Executions in the USA have been suspended since late September 2007 as states waited for the Supreme Court’s decision. A majority of the 36 death penalty states, and the federal government, use the same three-drug combination as Kentucky to anesthetize, paralyze and kill the condemned prisoner.
Officials in a number of states, including Florida, Georgia, Arizona and Ohio, have already suggested that the Baze v. Rees decision should clear the way to a resumption of executions in their jurisdictions. The likelihood of execution dates being set soon in states such as Texas and Alabama is high.
Amnesty International opposes the death penalty in all cases, unconditionally, regardless of the method chosen to kill the condemned prisoner. The organization says that there is no such thing as a humane, fair, reliable or useful death penalty system.
Chief Justice Roberts indicated that, in future cases, a stay of execution on the lethal injection issue would likely only be granted if “the condemned prisoner establishes that the State’s lethal injection protocol creates a demonstrated risk of severe pain.”

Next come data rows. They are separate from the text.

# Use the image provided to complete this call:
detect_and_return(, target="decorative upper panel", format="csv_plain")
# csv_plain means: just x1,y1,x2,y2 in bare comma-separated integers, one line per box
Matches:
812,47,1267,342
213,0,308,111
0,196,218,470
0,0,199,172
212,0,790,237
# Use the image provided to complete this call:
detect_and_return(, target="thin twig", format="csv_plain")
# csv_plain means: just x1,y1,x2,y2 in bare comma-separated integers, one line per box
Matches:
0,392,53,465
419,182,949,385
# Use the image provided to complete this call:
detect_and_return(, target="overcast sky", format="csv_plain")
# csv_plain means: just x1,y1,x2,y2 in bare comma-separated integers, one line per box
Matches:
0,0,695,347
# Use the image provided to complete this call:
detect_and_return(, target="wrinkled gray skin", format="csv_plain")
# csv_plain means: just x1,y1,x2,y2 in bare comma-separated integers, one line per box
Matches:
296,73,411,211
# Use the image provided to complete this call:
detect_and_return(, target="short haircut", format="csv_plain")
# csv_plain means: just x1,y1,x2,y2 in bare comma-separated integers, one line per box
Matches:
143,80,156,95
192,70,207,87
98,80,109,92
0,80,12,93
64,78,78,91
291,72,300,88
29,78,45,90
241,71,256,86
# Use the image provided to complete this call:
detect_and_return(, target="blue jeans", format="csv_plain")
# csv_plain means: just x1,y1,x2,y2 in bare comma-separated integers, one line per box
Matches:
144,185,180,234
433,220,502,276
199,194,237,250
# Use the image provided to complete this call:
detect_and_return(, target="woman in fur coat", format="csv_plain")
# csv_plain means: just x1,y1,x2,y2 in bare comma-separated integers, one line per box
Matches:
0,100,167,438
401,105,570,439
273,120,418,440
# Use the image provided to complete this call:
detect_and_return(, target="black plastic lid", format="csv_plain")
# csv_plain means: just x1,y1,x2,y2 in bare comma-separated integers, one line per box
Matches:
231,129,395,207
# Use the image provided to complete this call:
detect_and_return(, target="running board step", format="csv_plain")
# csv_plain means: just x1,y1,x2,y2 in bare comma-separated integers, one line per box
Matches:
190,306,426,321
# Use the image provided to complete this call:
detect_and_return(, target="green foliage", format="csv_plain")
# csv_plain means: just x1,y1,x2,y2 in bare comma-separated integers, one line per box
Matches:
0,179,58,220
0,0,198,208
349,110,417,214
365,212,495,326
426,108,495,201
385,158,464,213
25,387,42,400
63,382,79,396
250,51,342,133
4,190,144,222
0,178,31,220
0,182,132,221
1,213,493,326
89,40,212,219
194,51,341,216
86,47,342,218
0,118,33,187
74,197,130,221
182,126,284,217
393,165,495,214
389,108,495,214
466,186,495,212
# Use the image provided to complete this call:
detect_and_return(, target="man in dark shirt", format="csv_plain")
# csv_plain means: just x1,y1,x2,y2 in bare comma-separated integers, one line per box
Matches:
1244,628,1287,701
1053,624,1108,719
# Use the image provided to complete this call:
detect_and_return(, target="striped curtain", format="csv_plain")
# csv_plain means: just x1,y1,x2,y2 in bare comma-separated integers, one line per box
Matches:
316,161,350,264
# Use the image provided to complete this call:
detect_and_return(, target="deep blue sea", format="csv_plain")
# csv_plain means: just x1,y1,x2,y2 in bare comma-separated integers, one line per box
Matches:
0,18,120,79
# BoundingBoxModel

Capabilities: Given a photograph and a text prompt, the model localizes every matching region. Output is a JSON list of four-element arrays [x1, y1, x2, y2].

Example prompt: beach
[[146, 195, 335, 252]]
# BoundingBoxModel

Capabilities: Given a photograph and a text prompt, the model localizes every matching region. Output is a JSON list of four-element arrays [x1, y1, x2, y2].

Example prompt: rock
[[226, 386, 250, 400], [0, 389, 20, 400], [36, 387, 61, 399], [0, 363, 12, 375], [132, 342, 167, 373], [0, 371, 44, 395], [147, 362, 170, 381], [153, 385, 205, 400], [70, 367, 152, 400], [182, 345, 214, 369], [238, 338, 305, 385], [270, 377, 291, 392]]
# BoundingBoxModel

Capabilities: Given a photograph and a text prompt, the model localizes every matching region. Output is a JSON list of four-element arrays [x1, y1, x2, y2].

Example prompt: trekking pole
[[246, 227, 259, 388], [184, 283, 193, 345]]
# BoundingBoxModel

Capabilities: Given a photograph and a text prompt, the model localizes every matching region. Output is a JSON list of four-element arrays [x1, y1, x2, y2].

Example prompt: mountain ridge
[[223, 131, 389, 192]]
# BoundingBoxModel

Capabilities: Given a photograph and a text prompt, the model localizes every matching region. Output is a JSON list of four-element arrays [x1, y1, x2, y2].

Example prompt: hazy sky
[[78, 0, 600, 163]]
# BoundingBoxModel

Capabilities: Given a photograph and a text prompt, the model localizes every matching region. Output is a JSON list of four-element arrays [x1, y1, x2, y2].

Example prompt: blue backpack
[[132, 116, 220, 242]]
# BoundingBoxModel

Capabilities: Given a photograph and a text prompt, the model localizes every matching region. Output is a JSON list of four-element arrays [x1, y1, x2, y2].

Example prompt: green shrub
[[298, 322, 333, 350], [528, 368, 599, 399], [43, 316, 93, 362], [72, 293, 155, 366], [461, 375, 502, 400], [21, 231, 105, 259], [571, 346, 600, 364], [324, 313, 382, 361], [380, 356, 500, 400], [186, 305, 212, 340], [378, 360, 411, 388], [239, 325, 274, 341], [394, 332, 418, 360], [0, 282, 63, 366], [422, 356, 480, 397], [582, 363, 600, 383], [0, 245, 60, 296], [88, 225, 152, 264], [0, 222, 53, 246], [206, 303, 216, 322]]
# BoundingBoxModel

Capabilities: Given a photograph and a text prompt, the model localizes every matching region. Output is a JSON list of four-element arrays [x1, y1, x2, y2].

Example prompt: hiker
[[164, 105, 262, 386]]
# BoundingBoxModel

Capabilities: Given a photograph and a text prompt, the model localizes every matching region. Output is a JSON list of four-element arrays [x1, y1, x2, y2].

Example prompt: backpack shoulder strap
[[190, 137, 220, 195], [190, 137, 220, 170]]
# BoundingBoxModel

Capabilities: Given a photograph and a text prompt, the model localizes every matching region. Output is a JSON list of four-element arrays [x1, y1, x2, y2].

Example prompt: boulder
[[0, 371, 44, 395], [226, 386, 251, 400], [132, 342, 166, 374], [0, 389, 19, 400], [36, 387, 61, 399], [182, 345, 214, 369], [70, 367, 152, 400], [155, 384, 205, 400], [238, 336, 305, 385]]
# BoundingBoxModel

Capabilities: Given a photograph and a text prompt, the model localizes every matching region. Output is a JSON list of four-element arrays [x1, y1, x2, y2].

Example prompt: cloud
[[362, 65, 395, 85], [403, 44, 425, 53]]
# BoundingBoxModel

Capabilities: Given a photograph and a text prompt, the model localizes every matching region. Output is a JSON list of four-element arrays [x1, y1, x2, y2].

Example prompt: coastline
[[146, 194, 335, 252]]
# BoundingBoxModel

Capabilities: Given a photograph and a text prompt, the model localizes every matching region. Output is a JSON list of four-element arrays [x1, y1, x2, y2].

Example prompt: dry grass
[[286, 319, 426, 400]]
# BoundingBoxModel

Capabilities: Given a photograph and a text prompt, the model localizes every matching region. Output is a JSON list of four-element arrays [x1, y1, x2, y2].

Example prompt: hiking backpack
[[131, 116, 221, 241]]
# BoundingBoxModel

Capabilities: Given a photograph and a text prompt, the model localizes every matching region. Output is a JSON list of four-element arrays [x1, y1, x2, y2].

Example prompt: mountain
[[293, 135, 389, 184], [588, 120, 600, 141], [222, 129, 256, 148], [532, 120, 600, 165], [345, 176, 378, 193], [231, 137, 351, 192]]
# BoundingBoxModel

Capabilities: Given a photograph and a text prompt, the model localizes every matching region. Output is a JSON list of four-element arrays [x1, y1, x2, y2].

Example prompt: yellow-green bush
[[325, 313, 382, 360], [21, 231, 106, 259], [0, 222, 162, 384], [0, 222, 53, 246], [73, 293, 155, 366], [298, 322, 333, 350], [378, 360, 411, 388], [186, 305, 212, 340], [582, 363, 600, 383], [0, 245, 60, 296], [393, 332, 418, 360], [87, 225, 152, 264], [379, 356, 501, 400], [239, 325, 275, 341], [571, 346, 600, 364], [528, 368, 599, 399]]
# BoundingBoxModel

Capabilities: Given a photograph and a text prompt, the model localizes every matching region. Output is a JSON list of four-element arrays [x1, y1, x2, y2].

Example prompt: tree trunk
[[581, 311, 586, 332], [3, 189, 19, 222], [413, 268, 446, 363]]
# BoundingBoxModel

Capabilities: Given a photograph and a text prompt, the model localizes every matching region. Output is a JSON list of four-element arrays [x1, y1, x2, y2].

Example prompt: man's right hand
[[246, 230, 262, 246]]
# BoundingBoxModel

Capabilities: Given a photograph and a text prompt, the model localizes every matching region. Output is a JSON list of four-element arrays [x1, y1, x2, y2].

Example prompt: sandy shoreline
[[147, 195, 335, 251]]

“He must show that the risk is substantial when compared to the known and available alternatives. ”
Justice Stevens, concurring in the judgment, nevertheless wrote that he had assumed the Supreme Court’s decision would bring the debate about lethal injection as a method of execution to a close.
“It now seems clear that it will not,” he concluded. He went on to say that he was convinced that the case would also generate wider debate about the death penalty in general.
He wrote that his own experience had now led him to the conclusion that “the imposition of the death penalty represents the pointless and needless extinction of life with only marginal contributions to any discernible social or public purposes. A penalty with such negligible returns to the State is patently excessive and cruel and unusual punishment.”
In similar vein, Justice Breyer pointed to the wider concerns about the death penalty, beyond the issue of any risks associated with lethal injections:
“The death penalty itself, of course, brings with it serious risks, for example, risks of executing the wrong person, risks that unwarranted animus (in respect, e.g., to the race of victims), may play a role, risks that those convicted will find themselves on death row for many years, perhaps decades, to come… But the lawfulness of the death penalty is not before us.”
Justice Stevens pointed out that the risk of executing the innocent “can be entirely eliminated” by abolishing the death penalty.
Amnesty International emphasized that to end the death penalty is to abandon a destructive, diversionary and divisive public policy that is not consistent with widely held values. A recent indicator of this was the landmark UN General Assembly resolution in late 2007 calling for a worldwide moratorium on the death penalty.
The organization pointed to the words of Justice Stevens in the Baze opinion: “State-sanctioned killing is becoming more and more anachronistic.”